Implant dentistry has evolved into one of the most predictable treatment alternatives for partially and completely edentulous patients. The initial excitement about successful osseointegration has allowed clinicians to offer an extended set of treatment alternatives that include single tooth replacement to full mouth reconstruction. Pioneering protocols of the early 1980s relied on a two-stage surgical approach that allowed for the biological aspects of osseointegration to be achieved at the cellular level, insuring long-term success. These procedures often required extended periods of time to complete. Through strategic marketing and word of mouth, demand for implant-related treatment continues to grow and has compelled clinicians to search for new and improved methods to deliver such care within a shorter time period without sacrificing accuracy. As treatment protocols have progressed, implant manufacturers have met the challenge of providing surgical and prosthetic components to maximize outcomes in function and esthetics. However, as with any surgical intervention, problems can arise. Often, difficulties related to poor surgical or prosthetic outcomes can be directly linked to the diagnostic and treatment-planning phase.

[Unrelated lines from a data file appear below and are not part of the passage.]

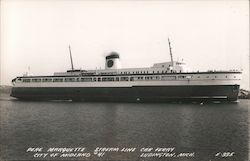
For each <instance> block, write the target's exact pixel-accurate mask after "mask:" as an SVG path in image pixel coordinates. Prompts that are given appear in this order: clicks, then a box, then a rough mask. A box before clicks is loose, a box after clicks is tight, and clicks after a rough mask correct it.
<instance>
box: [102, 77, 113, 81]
mask: <svg viewBox="0 0 250 161" xmlns="http://www.w3.org/2000/svg"><path fill="white" fill-rule="evenodd" d="M114 80H115V79H114V77H103V78H102V81H114Z"/></svg>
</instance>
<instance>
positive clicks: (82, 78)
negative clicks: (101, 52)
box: [81, 77, 92, 82]
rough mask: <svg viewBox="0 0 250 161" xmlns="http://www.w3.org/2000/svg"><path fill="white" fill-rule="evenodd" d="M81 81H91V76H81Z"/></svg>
mask: <svg viewBox="0 0 250 161" xmlns="http://www.w3.org/2000/svg"><path fill="white" fill-rule="evenodd" d="M81 81H82V82H91V81H92V78H89V77H85V78H81Z"/></svg>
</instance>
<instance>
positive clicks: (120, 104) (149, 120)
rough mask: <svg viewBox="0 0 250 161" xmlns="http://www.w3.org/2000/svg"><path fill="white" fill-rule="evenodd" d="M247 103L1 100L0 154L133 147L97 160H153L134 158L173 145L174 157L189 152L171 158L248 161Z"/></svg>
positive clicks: (17, 153)
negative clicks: (0, 148) (164, 102)
mask: <svg viewBox="0 0 250 161" xmlns="http://www.w3.org/2000/svg"><path fill="white" fill-rule="evenodd" d="M249 105H250V101H249V100H240V102H239V103H236V104H225V103H224V104H203V105H200V104H177V103H176V104H173V103H172V104H171V103H168V104H167V103H166V104H140V103H83V102H22V101H17V100H12V99H9V98H8V97H3V96H1V99H0V112H1V113H0V116H1V117H0V121H1V124H0V125H1V126H0V127H1V132H0V134H1V135H0V136H1V140H0V142H1V143H0V144H1V154H0V156H1V157H2V158H1V159H3V160H27V159H31V160H33V159H34V158H33V156H31V155H30V154H28V153H26V152H25V151H26V150H27V148H28V147H43V148H49V147H86V148H87V150H88V151H91V150H93V149H95V148H96V147H120V148H122V147H135V148H137V150H136V152H135V153H130V154H129V155H125V154H121V153H109V154H107V155H105V156H104V157H103V158H102V159H110V160H118V159H120V160H122V159H123V160H124V159H128V160H156V159H157V158H146V159H145V158H140V157H139V156H140V154H141V152H140V148H142V147H152V148H157V147H166V148H168V147H175V152H176V153H179V152H195V157H192V158H182V159H180V158H178V159H177V160H221V159H222V158H221V157H216V156H215V155H216V154H217V153H218V152H234V153H235V154H234V156H233V157H230V158H226V160H238V161H241V160H242V161H243V160H248V150H249V147H248V144H249V140H248V138H249V137H248V136H249V132H248V131H249V130H248V124H249V120H248V116H249V112H248V107H249ZM78 159H79V158H78ZM91 159H98V158H95V157H93V158H91ZM167 159H168V160H171V159H172V160H175V158H167ZM83 160H84V158H83ZM88 160H89V159H88ZM99 160H100V158H99ZM158 160H159V159H158Z"/></svg>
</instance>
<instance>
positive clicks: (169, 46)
mask: <svg viewBox="0 0 250 161" xmlns="http://www.w3.org/2000/svg"><path fill="white" fill-rule="evenodd" d="M168 46H169V51H170V57H171V63H172V67H173V66H174V60H173V54H172V48H171V45H170V40H169V38H168Z"/></svg>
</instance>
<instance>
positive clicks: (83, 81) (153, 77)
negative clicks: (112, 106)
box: [18, 75, 236, 82]
mask: <svg viewBox="0 0 250 161" xmlns="http://www.w3.org/2000/svg"><path fill="white" fill-rule="evenodd" d="M227 77H228V76H225V78H227ZM191 78H193V76H183V75H181V76H130V77H128V76H121V77H115V76H114V77H77V78H72V77H69V78H42V79H41V78H33V79H30V78H23V79H21V78H19V79H18V81H22V82H95V81H98V82H100V81H102V82H107V81H108V82H110V81H142V80H176V79H191ZM197 78H200V76H197ZM205 78H212V79H214V78H217V76H212V77H211V76H206V77H205ZM234 78H236V76H234Z"/></svg>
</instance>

Proper treatment planning should consist of a thorough assessment of the intraoral hard and soft tissue via direct examination, periapical and panoramic radiography, mounted study models, and (when required) a diagnostic wax-up of the desired result. Most dental students who were trained during the last 25 years in the United States were not taught how to adequately diagnose or plan a dental implant case. Other available diagnostic tools for preoperative assessment can include two-dimensional cephalometric or tomographic films (analog or digital), tissue- or bone-mapping techniques to assess underlying bone geometry, and drilling into stone models to simulate intraoral implant positioning. Recently, emphasis has shifted from relatively arbitrary implant placement in good available host bone (assessed by the surgeon at time of surgery) to placing implants with consideration of the final prosthetic outcome, soft tissue management, emergence profile, and tooth morphology. The goal of implant dentistry is not the implant; it is the tooth that we replace. To facilitate accurate translation from the desired plan to the surgical reality, templates or surgical guides should be used.